In response to a question someone asked, I wondered how a gyroscope works? Specifically, why does it do what it does? One classic experiment is done at many science museums, like the Exploratorium. Get a bicycle wheel, tie a string/rope to one side of the axle, spin the wheel vertically, and hang it on the string. It doesn't fall down, it stays upright, but "precesses" around (as if it were going around a corner).
Think about a small piece on top of the wheel. When you hang it, that piece is being pushed away from the string.
But it's already moving. When you add the inertia to the force that's trying to make it fall, you change it's direction of motion slightly. So now it's path is going to "precess" around the string a bit.
The same logic applies to the bottom, in the reverse, but the effect is added so top and bottom work together to cause the wheel to turn.
BUT, you might ask, what about the sides?
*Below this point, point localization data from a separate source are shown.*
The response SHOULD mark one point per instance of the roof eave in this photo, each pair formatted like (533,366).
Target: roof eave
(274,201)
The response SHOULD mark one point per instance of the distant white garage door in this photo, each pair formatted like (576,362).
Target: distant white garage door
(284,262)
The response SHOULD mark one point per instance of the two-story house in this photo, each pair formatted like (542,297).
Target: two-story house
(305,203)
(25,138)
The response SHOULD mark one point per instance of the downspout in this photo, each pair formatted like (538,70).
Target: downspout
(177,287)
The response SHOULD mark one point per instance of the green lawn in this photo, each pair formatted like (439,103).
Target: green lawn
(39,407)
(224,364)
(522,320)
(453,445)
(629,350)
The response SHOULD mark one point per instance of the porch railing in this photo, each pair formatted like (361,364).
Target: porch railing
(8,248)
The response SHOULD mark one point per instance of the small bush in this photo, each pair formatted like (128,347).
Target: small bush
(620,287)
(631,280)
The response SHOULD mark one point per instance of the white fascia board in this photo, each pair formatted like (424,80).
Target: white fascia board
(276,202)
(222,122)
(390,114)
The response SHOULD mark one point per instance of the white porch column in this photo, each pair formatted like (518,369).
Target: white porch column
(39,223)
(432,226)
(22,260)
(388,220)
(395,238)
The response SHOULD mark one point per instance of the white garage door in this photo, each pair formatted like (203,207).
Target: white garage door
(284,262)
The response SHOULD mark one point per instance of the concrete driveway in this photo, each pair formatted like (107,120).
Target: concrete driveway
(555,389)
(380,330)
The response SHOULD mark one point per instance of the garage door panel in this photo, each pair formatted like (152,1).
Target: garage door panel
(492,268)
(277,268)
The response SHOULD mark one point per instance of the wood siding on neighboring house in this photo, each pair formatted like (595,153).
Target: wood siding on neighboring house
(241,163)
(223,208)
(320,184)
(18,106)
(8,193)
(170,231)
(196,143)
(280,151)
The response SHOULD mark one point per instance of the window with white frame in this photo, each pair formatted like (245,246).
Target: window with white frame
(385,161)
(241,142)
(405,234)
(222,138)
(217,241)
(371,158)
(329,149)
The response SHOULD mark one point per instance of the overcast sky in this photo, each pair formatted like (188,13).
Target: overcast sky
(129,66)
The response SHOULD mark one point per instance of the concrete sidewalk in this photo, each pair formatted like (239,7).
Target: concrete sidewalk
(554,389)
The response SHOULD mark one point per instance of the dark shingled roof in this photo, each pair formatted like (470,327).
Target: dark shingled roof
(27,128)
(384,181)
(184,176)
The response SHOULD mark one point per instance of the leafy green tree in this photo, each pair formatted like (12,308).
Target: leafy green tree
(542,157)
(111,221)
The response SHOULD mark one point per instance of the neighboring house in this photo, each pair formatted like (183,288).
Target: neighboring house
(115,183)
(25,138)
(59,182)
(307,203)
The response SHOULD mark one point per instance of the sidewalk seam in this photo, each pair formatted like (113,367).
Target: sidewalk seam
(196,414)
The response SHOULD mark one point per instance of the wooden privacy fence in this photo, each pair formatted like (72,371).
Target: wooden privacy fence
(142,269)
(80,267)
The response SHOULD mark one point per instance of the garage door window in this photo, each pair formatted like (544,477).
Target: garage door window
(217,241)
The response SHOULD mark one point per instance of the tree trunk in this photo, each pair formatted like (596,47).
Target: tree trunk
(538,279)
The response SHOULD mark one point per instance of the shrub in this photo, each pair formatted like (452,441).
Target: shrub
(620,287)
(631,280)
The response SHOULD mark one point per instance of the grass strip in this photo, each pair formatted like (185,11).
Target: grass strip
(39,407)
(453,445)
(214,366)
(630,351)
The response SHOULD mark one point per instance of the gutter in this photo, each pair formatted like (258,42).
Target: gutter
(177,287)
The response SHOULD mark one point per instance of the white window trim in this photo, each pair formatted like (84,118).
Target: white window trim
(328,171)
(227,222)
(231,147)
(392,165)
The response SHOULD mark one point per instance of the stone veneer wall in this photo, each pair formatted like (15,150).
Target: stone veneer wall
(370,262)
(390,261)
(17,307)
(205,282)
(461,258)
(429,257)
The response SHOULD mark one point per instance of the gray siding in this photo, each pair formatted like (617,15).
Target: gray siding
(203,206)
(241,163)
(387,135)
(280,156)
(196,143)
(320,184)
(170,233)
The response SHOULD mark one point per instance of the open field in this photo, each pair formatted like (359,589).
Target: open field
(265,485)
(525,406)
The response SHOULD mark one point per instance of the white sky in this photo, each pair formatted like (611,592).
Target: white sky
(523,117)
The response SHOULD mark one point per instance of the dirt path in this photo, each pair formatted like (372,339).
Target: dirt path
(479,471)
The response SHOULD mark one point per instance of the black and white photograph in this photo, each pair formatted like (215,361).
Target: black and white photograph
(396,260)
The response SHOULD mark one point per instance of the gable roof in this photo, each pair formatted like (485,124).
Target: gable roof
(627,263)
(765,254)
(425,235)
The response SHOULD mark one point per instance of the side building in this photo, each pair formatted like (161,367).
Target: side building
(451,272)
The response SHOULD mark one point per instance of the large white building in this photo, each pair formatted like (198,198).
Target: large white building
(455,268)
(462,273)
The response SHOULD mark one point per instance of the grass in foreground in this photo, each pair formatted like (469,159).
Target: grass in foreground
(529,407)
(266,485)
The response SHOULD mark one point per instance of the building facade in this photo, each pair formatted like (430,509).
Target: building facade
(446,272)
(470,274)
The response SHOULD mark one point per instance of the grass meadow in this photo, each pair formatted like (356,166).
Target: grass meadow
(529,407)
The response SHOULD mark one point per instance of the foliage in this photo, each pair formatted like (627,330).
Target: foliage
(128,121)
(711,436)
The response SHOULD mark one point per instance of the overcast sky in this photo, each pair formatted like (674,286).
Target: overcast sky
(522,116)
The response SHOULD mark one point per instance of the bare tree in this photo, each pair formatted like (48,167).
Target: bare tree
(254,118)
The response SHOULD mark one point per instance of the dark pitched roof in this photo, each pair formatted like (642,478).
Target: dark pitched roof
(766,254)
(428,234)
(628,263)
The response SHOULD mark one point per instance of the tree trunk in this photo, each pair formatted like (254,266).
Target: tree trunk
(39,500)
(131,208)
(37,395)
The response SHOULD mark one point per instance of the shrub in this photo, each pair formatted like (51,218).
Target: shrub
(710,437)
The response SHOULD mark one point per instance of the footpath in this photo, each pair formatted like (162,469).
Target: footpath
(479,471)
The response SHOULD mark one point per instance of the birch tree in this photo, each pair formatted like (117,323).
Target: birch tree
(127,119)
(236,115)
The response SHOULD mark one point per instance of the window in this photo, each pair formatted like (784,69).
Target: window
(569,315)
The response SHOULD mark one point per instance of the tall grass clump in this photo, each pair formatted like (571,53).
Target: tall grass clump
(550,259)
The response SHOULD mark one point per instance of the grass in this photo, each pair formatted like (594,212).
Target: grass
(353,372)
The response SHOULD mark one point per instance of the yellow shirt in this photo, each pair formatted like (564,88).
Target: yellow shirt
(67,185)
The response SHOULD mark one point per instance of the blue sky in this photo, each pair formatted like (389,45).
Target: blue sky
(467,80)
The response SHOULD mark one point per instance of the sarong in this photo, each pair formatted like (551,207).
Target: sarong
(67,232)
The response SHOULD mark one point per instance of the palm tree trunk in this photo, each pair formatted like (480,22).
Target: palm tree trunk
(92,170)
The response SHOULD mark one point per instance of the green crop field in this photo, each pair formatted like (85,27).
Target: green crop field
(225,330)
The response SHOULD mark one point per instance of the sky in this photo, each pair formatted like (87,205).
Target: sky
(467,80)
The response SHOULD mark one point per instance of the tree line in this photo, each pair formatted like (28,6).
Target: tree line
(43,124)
Fair enough, and I had to think about it a gazillion times. Turns out that they TRY to precess, but the 2 sides cancel each other out.
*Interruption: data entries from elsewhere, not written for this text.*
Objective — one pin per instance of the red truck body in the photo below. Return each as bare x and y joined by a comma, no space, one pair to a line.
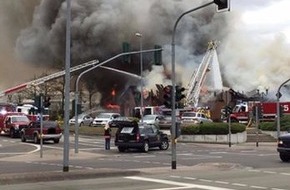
12,122
242,112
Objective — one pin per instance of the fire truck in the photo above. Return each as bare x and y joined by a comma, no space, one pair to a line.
242,112
11,121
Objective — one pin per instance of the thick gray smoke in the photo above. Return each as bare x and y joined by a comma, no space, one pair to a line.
99,27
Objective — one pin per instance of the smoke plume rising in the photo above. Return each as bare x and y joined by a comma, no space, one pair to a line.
99,27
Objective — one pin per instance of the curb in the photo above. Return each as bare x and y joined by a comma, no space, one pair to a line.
19,178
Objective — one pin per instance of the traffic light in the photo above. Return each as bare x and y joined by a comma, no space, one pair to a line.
222,5
281,110
126,48
157,55
258,109
179,95
46,102
228,111
167,96
37,102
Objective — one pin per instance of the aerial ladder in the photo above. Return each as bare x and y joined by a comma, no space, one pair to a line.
42,80
198,77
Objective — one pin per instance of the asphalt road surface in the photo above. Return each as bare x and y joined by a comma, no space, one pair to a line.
199,166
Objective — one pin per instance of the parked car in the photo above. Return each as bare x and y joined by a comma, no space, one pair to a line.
152,119
103,118
284,147
194,117
133,135
166,122
50,131
84,119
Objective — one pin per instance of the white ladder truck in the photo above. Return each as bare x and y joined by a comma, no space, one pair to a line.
209,63
45,79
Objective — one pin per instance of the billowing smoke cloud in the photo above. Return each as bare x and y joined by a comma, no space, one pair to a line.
14,15
100,26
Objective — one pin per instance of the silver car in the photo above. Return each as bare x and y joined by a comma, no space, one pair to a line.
83,119
194,117
103,118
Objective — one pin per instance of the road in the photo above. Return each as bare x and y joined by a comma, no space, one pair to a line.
242,166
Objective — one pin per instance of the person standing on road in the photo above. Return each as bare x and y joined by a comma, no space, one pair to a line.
107,135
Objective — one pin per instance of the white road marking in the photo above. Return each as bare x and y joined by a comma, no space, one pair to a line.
145,156
180,184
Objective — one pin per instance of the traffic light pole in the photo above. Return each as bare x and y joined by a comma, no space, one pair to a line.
278,95
173,114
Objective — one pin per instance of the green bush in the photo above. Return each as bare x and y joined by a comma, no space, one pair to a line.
188,130
212,128
272,126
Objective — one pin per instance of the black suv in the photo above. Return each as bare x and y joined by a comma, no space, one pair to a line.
284,147
130,134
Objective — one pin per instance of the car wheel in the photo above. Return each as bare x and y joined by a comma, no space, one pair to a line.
164,145
145,147
121,149
284,157
23,139
12,133
36,140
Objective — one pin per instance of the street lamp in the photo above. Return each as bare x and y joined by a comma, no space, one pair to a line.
139,35
278,95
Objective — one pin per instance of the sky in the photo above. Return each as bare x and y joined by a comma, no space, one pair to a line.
265,21
254,55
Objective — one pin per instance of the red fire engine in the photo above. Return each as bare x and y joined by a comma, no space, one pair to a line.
242,112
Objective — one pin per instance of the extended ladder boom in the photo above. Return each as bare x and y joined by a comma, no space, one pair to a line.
46,78
198,77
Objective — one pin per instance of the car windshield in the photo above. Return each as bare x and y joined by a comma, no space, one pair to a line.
104,116
190,114
47,124
149,117
20,119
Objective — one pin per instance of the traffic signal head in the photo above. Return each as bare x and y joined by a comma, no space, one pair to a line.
157,55
167,96
179,93
222,5
281,110
46,102
126,48
37,102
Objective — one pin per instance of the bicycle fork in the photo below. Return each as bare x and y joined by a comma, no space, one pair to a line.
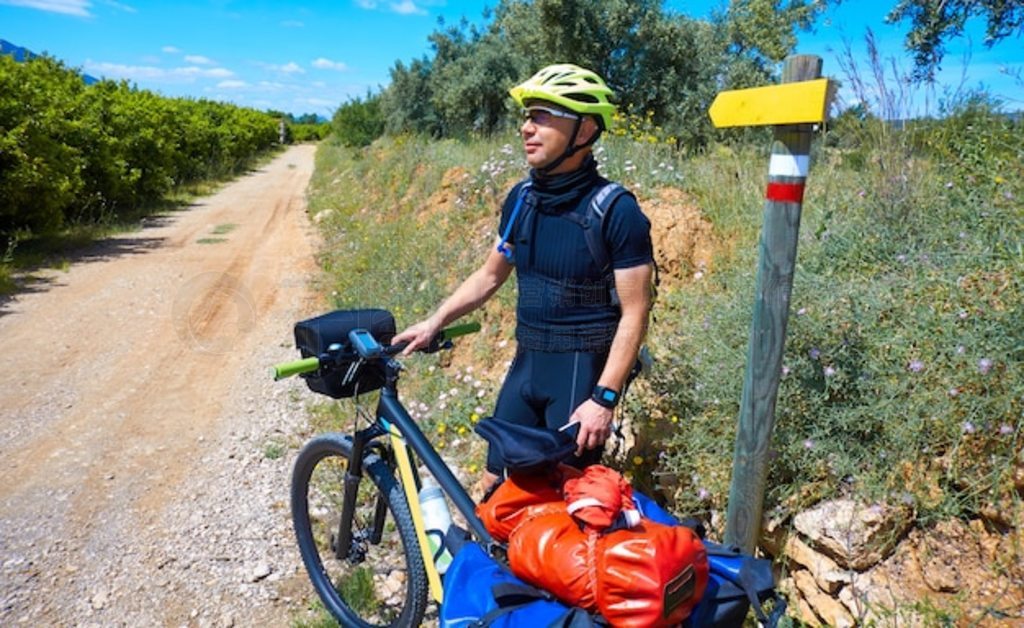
343,548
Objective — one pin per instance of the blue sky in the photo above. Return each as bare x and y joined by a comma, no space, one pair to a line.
309,56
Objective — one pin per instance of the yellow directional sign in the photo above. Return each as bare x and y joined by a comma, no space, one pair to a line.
801,102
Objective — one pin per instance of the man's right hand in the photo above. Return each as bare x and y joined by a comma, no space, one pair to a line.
418,336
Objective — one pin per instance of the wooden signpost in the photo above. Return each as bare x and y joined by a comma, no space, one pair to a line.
793,109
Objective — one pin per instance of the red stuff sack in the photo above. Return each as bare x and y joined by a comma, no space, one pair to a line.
508,504
551,552
648,575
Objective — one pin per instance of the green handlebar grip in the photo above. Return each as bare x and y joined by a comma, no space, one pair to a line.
460,330
295,367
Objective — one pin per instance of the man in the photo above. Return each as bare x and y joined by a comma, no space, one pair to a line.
579,326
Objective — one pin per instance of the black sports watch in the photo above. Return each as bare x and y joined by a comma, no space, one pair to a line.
605,396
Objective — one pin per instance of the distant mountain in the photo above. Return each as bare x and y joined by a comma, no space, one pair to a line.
23,54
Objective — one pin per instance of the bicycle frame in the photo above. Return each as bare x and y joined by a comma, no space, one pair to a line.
393,420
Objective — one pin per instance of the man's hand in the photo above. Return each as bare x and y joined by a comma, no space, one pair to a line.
418,335
595,425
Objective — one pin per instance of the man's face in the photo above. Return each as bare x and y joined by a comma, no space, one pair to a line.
546,132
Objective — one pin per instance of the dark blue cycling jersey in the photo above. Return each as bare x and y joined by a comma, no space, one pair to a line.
564,301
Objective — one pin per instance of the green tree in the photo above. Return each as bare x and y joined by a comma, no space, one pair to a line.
932,24
407,105
358,122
OKAY, you say, what about when it's standing up?
Another fair question.
-- First, you can't ever stand it up perfectly straight.
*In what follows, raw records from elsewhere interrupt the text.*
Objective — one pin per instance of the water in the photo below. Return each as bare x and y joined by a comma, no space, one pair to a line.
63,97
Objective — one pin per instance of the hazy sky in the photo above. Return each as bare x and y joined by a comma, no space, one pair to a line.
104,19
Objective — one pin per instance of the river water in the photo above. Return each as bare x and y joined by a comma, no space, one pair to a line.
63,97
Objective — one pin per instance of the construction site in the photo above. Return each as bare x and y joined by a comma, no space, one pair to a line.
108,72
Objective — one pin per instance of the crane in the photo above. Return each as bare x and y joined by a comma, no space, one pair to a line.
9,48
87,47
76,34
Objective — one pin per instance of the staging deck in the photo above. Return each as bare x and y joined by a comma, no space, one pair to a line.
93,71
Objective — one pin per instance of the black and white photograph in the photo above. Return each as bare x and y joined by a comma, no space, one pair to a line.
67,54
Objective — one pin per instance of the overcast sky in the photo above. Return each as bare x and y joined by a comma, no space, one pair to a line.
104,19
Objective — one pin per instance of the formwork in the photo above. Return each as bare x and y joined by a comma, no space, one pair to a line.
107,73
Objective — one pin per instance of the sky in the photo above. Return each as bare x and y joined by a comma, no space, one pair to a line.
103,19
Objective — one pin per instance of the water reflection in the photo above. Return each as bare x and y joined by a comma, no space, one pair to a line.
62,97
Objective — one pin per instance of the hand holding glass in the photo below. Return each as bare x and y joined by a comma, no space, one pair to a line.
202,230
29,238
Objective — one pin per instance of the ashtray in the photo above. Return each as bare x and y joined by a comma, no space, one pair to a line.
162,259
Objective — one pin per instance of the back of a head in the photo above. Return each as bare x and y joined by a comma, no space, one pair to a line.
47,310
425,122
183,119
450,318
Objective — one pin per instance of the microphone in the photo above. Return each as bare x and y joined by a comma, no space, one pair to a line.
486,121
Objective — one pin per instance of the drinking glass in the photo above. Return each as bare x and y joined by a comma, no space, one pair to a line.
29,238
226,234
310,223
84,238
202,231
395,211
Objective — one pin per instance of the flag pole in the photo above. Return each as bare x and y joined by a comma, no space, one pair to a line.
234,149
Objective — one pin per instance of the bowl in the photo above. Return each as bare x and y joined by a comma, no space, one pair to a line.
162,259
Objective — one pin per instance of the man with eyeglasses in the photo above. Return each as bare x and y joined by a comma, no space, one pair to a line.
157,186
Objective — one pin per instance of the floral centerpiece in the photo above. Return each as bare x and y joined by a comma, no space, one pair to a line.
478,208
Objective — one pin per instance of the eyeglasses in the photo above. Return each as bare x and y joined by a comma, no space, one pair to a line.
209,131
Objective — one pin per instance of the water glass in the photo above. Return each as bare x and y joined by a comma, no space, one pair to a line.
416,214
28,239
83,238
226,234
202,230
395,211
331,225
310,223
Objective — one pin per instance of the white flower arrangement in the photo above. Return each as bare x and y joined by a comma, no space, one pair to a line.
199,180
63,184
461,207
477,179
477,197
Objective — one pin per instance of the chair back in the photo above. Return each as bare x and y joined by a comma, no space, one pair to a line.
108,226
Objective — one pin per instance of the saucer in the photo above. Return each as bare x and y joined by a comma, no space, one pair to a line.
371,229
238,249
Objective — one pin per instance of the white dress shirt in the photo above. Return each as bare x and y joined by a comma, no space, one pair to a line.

-- Even if you could, it's not made perfectly.
-- And in the event you did, it would just balance until it stopped.
But when it's just a bit off, it spins around. Exactly the same thing is happening, but the forces are less, so the precession proceeds more slowly. If you watch carefully, as it becomes less and less straight up, it spins (precesses) faster, because the gravity trying to topple it is stronger. Hanging it, as in the bicycle wheel and string above, is the extreme case.
I could go on, but I think this horse is as dead as I can get it.